To visualize this one can look at a line segment composed of further line segments, with each line segment following the same course.
In these respects each number is an infinite set that is finite by degree of isomorphic symbolism that grounds it by degree of a distinction. So observe “n” is to observe a holographic state of distinction, bounded by the distinction of 0, where “n” effectively is a process of distinction where the observation of a sequence is a distinction of one sequence among infinite. A number is a superimposed state of numbers thus effectively a number is equivalent to a variable in a manner that is more fundamental than what a variable is in standard algebra.
A number is a recursive sequence within a recursive sequence as a recursive sequence. In these respects “n” is a set and the recursion of “n” is a recursion of sets. Standard arithmetic, in this system, is fundamentally involved with the recursion of sets as a new set.
A sequence is always complete given its beginning and ending are founded on the recursion of 0, by recursion of 0 a sequence always contains itself thus regardless of the degree of progression the beginning and end are always the same.

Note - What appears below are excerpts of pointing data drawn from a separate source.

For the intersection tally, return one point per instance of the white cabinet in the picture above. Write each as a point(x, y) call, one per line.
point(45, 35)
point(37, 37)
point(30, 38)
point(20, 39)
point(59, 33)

All is provable within the system by degree of its nature of distinction of 0 as foundational. The system begins with the distinction of 0 and any complex expression of the system is contained as itself by degree of the expression being a distinction of 0. There are no rules beyond the system as recursive distinction is self-generating and woven throughout all formalisms.
All mathematical systems contained within this system are complete by degree of the system having no axioms beyond it while the system provides the foundations for such mathematical systems by degree of the number, by which they exist, being recursive sequences of 0. Given a mathematical system must have an unprovable assertion beyond it that cannot be proven, this system contains its proof as its structural emergence as self-referencing distinctions of 0 at all levels. In these respects math’s are complete by this system.